Ma, come se ribellione e guerra non fossero una sciagura sufficiente per una vecchia divinità, si stavano avvicinando altri guai. In un battito di ciglia, le onde elettromagnetiche si riempirono di ogni sorta di strani rumori. Dapprima Gea la considerò un’altra prova di debolezza di mente: quelle voci impossibili che venivano dallo spazio dovevano essere una sua forma di allucinazione. Ma poi capì, e divenne un’ascoltatrice assidua. Se ci fosse stato un servizio postale con la Terra, avrebbe partecipato a tutti i concorsi, avrebbe mandato le etichette per ricevere il premio fedeltà.

L’avvento della televisione la colpì con altrettanta intensità. Come era già successo nei giorni pionieristici della radio, per molti anni, gran parte delle trasmissioni era americana, ed era quella che le piaceva di più. Si appassionò ai telefilm e rispose anche lei al programma La domanda da 64.000 dollari, per poi scandalizzarsi come tutti alla notizia che le domande erano truccate. Guardava tutti i programmi, cosa che forse non facevano neppure i produttori.

Guardava i film, e guardava i telegiornali. Con la proliferazione elettronica venuta dopo il 1980, furono trasmesse intere biblioteche, e a quel punto i suoi studi sugli esseri umani divennero qualcosa di più che un esercizio accademico. Osservando la missione di Neil Armstrong, i suoi sospetti ebbero conferma. Da un momento all’altro, gli umani sarebbero arrivati fino a lei.

Cominciò a fare qualche preparativo per incontrarli. Le prospettive non erano molto buone. Gli uomini erano una razza bellicosa, e possedevano armi capaci di vaporizzare Gea. Avrebbero certo preso qualche provvedimento, nel constatare la presenza, nel «loro» Sistema Solare, di una ruota-dio, viva e larga 1300 chilometri. Aveva ascoltato la trasmissione di Orson Welles del 1938. Aveva visto Il cittadino dello spazio e Ho sposato un mostro venuto dallo spazio.

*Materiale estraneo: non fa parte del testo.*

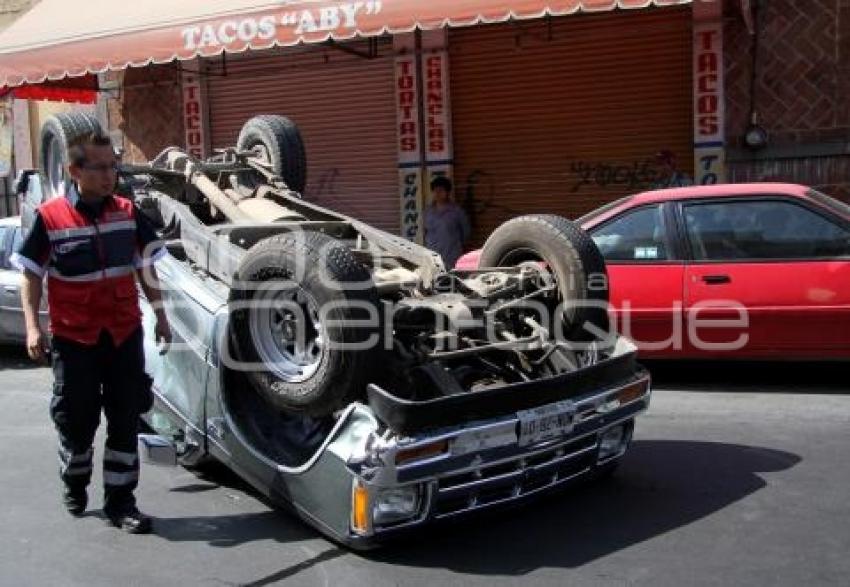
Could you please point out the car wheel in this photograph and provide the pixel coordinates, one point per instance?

Tutti i suoi progetti andarono in fumo quando Oceano, sempre ansioso di interferire con i suoi programmi, distrusse il VSI Ringmaster, primo vascello spaziale interplanetario giunto fino a lei. Ma le preoccupazioni di Gea si dimostrarono esagerate. La seconda nave, benché armata e pronta a distruggerla, le lasciò il tempo di spiegarsi. In questo, Gea fu aiutata dai superstiti della prima spedizione. Scese su Gea una missione diplomatica, e tutti fecero finta di ignorare la presenza della nave, che si era fermata a distanza di sicurezza e che non si sarebbe mai più allontanata. Gea non se ne preoccupò. Lei non aveva la minima intenzione di provocare i terrestri, col rischio che sganciassero le loro bombe, e, quanto a Oceano, non poteva arrivare molto lontano.

Dapprima arrivarono gli scienziati. E poi i turisti. Gea lasciava scendere chiunque, purché firmasse una dichiarazione in cui la liberava da ogni responsabilità.

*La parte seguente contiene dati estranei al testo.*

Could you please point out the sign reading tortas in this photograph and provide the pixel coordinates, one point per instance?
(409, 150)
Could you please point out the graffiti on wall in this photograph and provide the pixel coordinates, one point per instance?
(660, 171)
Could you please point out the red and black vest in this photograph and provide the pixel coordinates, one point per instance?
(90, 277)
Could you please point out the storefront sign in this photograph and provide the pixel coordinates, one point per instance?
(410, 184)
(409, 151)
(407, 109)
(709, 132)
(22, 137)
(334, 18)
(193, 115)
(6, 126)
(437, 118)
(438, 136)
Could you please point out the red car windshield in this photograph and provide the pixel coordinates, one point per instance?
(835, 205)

Dopo qualche tempo, Gea fu riconosciuta dal governo svizzero e le fu concessa una rappresentanza consolare a Ginevra. L’esempio fu seguito da altre nazioni, e nel 2050 divenne membro con diritto di voto delle Nazioni Unite.

Gea si proponeva di trascorrere i suoi ultimi anni studiando le infinite sfaccettature della specie umana. Ma sapeva che, per essere al sicuro, doveva rendersi indispensabile alla razza umana, e nello stesso tempo non doveva farsi monopolizzare da alcuna nazione.